Analytics Programming — D598  
QKN1 — QKN1 Task 2: Coding  
Student - John D. Pickering    
Programming Language - Python  
Other Information: Panda and NumPy  
Date: 9/12/2025

#### Table of Contents  
Task 2
- Step 1:  Import the data file into a data frame. 
- Step 2:  Identify any duplicate rows in the data set.
- Step 3:  Group all IDs by state, then run descriptive statistics (mean, median, min, & max) for all numeric variables by state and store this result as a new data frame
-  Step 4:  Filter the data frame to identify all businesses with debt-to-equity ratios that are negative.
-  Step 5:  Create a new data frame that provides the debt-to-income ratio for every business in the data set. Debt-to-income ratio is defined as long-term debt divided by revenue.
-  Step 6:  Concatenate the debt-to-income ratio data frame you created with the original data frame.  

In [None]:
# -----------------------------
# Import Dependencies
# -----------------------------
import pandas as pd
import seaborn as sns
import matplotlib.pyplot as plt
import numpy as np
from scipy.stats import zscore
import warnings

warnings.filterwarnings('ignore')

In [None]:
# -----------------------------
# Step 1. Import the data file into a data frame.
# -----------------------------
df = pd.read_excel('D598 Data Set.xlsx')
print('Dataset has been imported')


In [None]:
# -----------------------------
# Step 2. Identify any duplicate rows in the data set.
# Send duplicates to Excel for review. 
# -----------------------------
duplicates = df[df.duplicated()]

print("Duplicate Rows:")
if duplicates.empty:
    print("0 duplicate rows found.")
else:
    print(f"{len(duplicates)} duplicate rows found. Exporting to Excel for review...")
    # Export duplicate rows to an Excel file
    duplicates.to_excel("duplicates_review.xlsx", index=False)
    print("Duplicate rows exported to 'duplicates_review.xlsx'")

In [None]:
# -----------------------------
# Step 3. Group all IDs by state, then run descriptive statistics (mean, median, min, & max) 
# for all numeric variables by state and store this result as a new data frame
# -----------------------------
grouped_stats = df.groupby("Business State").agg({
    "Total Long-term Debt": ["mean", "median", "min", "max"],
    "Total Equity": ["mean", "median", "min", "max"],
    "Debt to Equity": ["mean", "median", "min", "max"],
    "Total Liabilities": ["mean", "median", "min", "max"],
    "Total Revenue": ["mean", "median", "min", "max"],
    "Profit Margin": ["mean", "median", "min", "max"],
})

# Reorder MultiIndex so variables come first, then stats
grouped_stats = grouped_stats.swaplevel(axis=1).sort_index(axis=1)

# Style for readability
styled = (
    grouped_stats.style
    .format("{:,.2f}")                           # commas + 2 decimals
    .set_caption("Descriptive Statistics by State")  # table caption
    .highlight_min(color="lightcoral", axis=0)   # highlight min values
    .highlight_max(color="lightgreen", axis=0)   # highlight max values
    .background_gradient(cmap="Blues", axis=0)   # gradient shading
)

styled

In [None]:
# -----------------------------
# Step 4. Filter the data frame to identify all businesses with debt-to-equity ratios that are negative.
# -----------------------------
negative_de_ratio = df[df["Debt to Equity"] < 0]

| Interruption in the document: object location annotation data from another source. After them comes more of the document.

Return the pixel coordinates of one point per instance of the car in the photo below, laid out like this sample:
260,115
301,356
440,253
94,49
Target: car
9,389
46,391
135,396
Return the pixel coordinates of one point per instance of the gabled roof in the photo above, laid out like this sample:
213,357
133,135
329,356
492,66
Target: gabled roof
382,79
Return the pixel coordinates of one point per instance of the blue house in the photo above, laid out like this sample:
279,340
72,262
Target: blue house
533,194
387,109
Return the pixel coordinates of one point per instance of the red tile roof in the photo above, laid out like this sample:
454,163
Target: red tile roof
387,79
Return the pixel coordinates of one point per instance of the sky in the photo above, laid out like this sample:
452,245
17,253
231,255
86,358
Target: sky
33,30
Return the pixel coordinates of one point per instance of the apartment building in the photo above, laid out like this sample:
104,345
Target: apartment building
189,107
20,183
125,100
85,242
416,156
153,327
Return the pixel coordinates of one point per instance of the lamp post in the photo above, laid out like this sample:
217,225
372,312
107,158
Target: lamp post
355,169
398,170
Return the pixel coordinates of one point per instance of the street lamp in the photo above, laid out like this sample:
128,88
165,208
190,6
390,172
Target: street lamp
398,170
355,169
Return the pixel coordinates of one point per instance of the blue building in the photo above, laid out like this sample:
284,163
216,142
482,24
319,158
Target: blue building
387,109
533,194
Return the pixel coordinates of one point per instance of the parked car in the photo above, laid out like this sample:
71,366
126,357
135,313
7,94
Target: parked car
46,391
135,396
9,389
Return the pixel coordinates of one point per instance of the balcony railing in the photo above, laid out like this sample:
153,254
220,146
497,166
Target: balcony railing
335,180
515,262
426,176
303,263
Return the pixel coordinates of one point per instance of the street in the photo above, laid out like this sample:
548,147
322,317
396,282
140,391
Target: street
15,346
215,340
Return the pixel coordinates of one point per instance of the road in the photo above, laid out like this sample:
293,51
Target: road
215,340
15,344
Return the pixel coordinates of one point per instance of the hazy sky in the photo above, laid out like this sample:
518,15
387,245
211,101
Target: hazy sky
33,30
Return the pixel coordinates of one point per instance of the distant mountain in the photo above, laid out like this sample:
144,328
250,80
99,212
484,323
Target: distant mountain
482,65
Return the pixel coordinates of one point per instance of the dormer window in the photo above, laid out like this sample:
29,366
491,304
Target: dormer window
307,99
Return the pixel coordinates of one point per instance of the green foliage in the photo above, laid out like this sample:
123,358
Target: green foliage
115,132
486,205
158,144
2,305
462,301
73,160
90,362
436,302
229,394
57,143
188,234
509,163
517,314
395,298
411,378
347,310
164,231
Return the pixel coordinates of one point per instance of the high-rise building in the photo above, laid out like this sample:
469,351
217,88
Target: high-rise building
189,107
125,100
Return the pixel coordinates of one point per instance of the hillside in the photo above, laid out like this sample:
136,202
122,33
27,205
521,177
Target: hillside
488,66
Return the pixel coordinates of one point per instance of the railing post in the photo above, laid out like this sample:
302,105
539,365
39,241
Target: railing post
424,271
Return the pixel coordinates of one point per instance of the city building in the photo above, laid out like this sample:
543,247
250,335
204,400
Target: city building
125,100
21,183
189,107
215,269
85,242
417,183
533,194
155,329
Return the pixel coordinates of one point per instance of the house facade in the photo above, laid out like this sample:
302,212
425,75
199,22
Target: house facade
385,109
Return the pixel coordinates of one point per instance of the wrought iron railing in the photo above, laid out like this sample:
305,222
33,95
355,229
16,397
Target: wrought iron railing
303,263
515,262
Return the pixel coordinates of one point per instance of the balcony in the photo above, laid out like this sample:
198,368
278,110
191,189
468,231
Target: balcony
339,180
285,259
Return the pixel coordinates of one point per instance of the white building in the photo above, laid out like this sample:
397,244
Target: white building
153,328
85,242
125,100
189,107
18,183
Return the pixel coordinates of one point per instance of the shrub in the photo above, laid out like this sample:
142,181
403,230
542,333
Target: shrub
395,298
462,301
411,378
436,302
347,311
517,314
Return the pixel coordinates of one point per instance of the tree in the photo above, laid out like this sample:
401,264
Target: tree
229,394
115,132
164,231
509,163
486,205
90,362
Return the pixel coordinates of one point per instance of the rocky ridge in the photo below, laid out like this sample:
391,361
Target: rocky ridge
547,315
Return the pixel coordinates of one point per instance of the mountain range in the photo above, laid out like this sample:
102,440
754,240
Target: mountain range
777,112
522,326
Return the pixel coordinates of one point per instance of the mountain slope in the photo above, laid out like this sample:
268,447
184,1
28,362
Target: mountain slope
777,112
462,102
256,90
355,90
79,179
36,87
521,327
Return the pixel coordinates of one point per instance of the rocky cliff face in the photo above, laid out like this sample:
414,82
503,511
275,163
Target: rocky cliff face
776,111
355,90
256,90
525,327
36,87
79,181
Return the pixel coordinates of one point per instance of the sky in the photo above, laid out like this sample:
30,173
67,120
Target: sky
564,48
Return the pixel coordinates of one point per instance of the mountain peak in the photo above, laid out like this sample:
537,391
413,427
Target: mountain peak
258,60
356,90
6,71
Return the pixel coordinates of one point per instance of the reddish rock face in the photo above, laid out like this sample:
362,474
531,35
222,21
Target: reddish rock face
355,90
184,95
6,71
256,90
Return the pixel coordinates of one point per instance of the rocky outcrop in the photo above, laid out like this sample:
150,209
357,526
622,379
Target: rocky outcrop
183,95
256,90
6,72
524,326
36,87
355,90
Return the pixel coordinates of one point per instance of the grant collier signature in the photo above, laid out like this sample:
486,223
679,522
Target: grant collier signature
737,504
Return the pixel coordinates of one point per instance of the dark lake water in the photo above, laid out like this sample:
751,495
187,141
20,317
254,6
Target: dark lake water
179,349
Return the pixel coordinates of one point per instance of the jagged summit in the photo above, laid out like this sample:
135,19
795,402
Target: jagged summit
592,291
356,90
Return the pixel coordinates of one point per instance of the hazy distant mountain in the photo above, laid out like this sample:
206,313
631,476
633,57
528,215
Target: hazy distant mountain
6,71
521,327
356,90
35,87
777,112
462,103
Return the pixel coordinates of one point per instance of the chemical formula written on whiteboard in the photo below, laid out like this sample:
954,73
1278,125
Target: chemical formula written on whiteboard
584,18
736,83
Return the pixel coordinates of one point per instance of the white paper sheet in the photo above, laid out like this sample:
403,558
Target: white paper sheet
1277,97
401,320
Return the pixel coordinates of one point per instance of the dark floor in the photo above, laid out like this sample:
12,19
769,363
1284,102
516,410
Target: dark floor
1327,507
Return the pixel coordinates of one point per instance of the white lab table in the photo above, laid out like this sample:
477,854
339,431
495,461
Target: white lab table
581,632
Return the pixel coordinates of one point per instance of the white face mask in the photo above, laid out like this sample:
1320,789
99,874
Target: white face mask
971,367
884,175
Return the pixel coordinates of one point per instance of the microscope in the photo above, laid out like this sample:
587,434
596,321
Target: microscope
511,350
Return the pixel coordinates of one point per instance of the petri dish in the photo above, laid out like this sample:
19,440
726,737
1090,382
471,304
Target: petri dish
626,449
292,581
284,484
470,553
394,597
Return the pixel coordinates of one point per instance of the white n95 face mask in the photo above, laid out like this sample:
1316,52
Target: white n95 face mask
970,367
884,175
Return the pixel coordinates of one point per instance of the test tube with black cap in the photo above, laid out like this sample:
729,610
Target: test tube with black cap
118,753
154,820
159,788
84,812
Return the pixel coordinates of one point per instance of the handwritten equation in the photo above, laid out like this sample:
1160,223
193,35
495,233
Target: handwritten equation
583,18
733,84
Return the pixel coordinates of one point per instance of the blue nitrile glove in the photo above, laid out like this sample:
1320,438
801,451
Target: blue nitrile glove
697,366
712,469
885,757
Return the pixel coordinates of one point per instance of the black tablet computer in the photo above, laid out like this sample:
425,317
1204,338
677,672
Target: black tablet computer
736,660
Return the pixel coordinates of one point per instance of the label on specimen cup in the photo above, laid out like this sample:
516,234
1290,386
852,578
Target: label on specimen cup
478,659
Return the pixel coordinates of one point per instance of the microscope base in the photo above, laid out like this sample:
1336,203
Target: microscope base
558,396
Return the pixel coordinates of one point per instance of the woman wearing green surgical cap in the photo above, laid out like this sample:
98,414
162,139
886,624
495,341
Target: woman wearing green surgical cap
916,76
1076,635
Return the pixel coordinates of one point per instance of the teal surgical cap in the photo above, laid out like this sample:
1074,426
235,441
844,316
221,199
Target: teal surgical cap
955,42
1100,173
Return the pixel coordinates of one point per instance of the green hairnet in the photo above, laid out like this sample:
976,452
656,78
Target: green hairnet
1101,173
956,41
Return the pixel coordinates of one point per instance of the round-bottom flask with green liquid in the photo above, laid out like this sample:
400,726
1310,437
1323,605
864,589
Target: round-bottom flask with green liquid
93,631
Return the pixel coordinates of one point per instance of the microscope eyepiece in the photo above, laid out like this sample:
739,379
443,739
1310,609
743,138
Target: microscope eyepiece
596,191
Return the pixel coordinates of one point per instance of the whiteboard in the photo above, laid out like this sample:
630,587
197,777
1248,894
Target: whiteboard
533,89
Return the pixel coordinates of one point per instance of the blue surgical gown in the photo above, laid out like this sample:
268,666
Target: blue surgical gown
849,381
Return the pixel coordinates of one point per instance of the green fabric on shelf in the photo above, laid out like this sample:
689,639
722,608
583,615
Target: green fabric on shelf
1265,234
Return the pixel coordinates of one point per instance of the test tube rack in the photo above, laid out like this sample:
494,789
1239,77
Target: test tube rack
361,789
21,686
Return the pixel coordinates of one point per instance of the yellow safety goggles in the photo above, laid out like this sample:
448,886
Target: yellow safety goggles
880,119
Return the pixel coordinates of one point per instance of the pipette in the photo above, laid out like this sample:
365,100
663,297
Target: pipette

print("\nBusinesses with Negative Debt-to-Equity Ratios:")
print(negative_de_ratio)

In [None]:
# -----------------------------
# Stepe 5. Create a new data frame that provides the debt-to-income ratio for every business in the data set. 
# Debt-to-income ratio is defined as long-term debt divided by revenue.
# Debt-to-income = Total Long-term Debt / Total Revenue
# Created dataframe df_dti for Debt to Income Ratio. 
# -----------------------------
# -----------------------------------------------------
# Function: create_debt_to_income
# Creates a DataFrame with Business ID and Debt-to-Income ratio
# Handles division-by-zero by setting result to NaN
# -----------------------------------------------------
def create_debt_to_income(df):
    df_dti = pd.DataFrame()
    df_dti["Business ID"] = df["Business ID"]

    # Use np.where to handle division by zero
    df_dti["Debt-to-Income"] = np.where(
        df["Total Revenue"] == 0,                # Uses 0 as the condition
        np.nan,                                  # If true then update to NaN (Not a Number)
        df["Total Long-term Debt"] / df["Total Revenue"]  # If not 0 then do the math. 
    )

    return df_dti


# Example usage
df_dti = create_debt_to_income(df)

print("\nDebt-to-Income Ratio DataFrame:")
print(df_dti.head())


In [None]:
# -----------------------------
# Step 6. Concatenate the debt-to-income ratio data frame you created with the original data frame.
# -----------------------------
df_final = pd.concat([df, df_dti["Debt-to-Income"]], axis=1)

print("\nFinal DataFrame with Debt-to-Income Ratio:")
print(df_final.head())